Saudi Arabia implemented its pledge to increase its oil exports at the beginning of this April, at a time when US President Donald Trump offered his willingness to mediate in the oil dispute between Moscow and Riyadh, amid crude prices tumbling in global markets.
The first wave of additional Saudi crude was already launched in Europe and the United States, indicating that the price war sparked by Riyadh and Moscow is still ongoing.
Bloomberg News reported that the Kingdom has already loaded several giant oil tankers that it rented earlier this month, to increase its ability to export more crude.
The Kingdom also took advantage of the past few weeks to transport large quantities of crude, to be stored in warehouses in Egypt, to be ready for pumping to European markets.
These moves indicate that Riyadh has already increased its oil production, to 12.3 million barrels per day during the next month, compared to 9.7 million barrels per day during February.

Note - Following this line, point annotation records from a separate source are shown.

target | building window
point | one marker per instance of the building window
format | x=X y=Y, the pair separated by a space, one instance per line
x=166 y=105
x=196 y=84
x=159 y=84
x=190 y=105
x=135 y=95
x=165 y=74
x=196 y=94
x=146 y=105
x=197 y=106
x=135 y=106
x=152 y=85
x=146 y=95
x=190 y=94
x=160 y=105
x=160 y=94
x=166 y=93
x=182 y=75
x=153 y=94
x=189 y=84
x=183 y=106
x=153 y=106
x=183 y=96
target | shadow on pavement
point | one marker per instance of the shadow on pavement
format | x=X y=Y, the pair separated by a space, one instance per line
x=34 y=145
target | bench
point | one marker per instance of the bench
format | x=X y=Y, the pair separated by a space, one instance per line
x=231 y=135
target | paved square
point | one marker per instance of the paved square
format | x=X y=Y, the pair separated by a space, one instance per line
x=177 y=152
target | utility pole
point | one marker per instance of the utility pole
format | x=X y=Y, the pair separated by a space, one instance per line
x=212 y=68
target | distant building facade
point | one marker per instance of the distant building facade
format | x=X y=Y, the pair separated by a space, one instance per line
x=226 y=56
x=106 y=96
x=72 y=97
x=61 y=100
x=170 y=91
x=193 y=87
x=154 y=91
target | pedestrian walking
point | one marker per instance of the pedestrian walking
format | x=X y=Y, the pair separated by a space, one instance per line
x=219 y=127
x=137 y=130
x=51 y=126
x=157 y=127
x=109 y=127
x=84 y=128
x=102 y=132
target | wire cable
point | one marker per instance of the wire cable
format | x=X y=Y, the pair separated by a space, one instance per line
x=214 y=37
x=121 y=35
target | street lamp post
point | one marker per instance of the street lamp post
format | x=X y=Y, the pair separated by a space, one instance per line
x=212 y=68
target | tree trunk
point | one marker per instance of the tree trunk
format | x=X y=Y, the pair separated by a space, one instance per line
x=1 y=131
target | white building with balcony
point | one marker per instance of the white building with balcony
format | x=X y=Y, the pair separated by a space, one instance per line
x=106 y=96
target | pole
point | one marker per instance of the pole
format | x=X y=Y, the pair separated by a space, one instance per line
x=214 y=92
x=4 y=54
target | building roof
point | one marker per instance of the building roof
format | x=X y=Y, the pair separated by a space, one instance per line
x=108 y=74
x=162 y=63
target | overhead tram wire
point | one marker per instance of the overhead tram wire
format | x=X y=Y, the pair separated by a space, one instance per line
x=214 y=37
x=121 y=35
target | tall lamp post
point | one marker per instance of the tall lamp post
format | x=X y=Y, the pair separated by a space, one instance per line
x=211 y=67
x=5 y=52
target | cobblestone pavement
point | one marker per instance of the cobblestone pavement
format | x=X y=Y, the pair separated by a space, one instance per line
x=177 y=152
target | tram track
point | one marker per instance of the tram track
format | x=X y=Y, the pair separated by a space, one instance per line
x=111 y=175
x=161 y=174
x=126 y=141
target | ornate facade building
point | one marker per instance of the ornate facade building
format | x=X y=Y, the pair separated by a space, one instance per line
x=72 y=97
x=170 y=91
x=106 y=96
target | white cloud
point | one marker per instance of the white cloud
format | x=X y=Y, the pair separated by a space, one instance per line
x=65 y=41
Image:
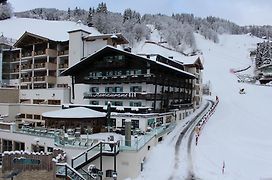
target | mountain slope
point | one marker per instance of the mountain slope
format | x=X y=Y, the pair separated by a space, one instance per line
x=54 y=30
x=239 y=131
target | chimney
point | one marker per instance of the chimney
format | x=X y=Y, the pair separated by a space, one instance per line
x=128 y=49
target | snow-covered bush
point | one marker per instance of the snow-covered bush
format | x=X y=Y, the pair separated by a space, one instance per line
x=5 y=11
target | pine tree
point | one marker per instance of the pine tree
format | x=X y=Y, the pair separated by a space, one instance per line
x=90 y=17
x=69 y=13
x=5 y=10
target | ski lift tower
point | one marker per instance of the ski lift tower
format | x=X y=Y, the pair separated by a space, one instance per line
x=108 y=115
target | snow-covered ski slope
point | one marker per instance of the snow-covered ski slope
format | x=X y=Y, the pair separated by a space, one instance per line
x=239 y=133
x=54 y=30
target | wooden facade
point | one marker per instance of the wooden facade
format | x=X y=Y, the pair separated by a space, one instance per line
x=111 y=66
x=94 y=125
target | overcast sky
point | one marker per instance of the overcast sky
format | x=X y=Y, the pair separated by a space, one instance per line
x=242 y=12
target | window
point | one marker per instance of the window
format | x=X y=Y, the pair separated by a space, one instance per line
x=29 y=116
x=53 y=102
x=117 y=89
x=123 y=122
x=159 y=121
x=135 y=124
x=136 y=89
x=109 y=89
x=94 y=89
x=115 y=103
x=135 y=104
x=138 y=71
x=49 y=149
x=94 y=102
x=37 y=116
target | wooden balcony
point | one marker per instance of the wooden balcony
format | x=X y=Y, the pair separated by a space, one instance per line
x=63 y=53
x=120 y=79
x=45 y=79
x=26 y=79
x=27 y=54
x=26 y=67
x=46 y=52
x=47 y=65
x=63 y=66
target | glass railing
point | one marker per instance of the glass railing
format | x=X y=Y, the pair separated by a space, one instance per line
x=64 y=170
x=139 y=141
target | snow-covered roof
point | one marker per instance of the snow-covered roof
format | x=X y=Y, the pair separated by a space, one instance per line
x=153 y=48
x=54 y=30
x=77 y=112
x=70 y=69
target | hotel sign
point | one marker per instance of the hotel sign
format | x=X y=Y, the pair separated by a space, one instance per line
x=111 y=95
x=26 y=161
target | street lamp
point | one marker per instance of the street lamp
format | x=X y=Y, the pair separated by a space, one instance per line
x=108 y=115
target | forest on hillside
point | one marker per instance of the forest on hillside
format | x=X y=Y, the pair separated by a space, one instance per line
x=177 y=30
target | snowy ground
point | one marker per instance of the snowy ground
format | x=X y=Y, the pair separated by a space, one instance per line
x=239 y=133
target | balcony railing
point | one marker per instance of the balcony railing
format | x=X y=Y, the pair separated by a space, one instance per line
x=46 y=52
x=63 y=66
x=26 y=66
x=47 y=65
x=62 y=53
x=26 y=79
x=27 y=54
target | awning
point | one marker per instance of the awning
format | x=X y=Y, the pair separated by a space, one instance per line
x=75 y=113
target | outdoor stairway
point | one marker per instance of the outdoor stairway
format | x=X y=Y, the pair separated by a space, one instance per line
x=76 y=171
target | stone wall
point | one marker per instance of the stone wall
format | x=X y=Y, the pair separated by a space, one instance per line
x=9 y=95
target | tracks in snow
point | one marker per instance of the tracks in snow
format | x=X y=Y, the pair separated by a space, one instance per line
x=188 y=130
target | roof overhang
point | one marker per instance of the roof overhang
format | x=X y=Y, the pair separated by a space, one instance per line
x=74 y=113
x=29 y=38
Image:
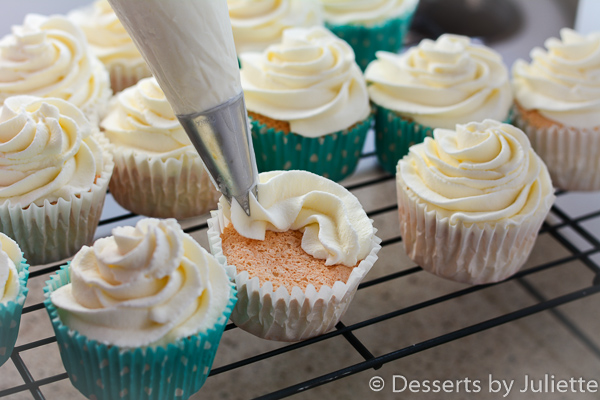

In a sign that Saudi Arabia is pumping the largest possible amount of oil to the markets, its exports increased from about seven million barrels per day during the first three weeks of last March to about nine million barrels per day during the fourth week of the month.
The dispute continues
This comes at a time when the Trump administration is pressuring both Saudi Arabia and Russia to end the war between them, in order to restore stability in the global oil market.
While the Russian government confirmed – yesterday Tuesday – a Russian-American consensus that the current oil prices are not in the interest of the two countries, Kremlin spokesman Dmitry Peskov said – on Wednesday – that Moscow and Riyadh are not holding talks on the oil market at the present time.
On Wednesday, the Russian Energy Ministry said that Minister Alexander Novak discussed with US Energy Secretary Dan Bruelet on the phone joint cooperation.
The two ministers emphasized that low demand and excess supplies in the oil market pose risks in the long run.
The ministry added that the two ministers highlighted “the need to deal constructively with existing challenges, and the need to continue the dialogue.”
On the other hand, Dmitry Peskov said that Russian President Vladimir Putin does not immediately intend to speak by phone with the Saudi leadership, and that these talks may be prepared quickly if necessary.
Meanwhile, US President Donald Trump on Tuesday expressed his willingness to mediate between Saudi Arabia and Russia, to stop the ongoing oil price war between the two countries that led to the collapse of black gold prices.
During his daily White House press conference on developments in the Corona (Covid-19) epidemic in the United States, Trump said, “The two countries are discussing this and will join them at the appropriate time if necessary.”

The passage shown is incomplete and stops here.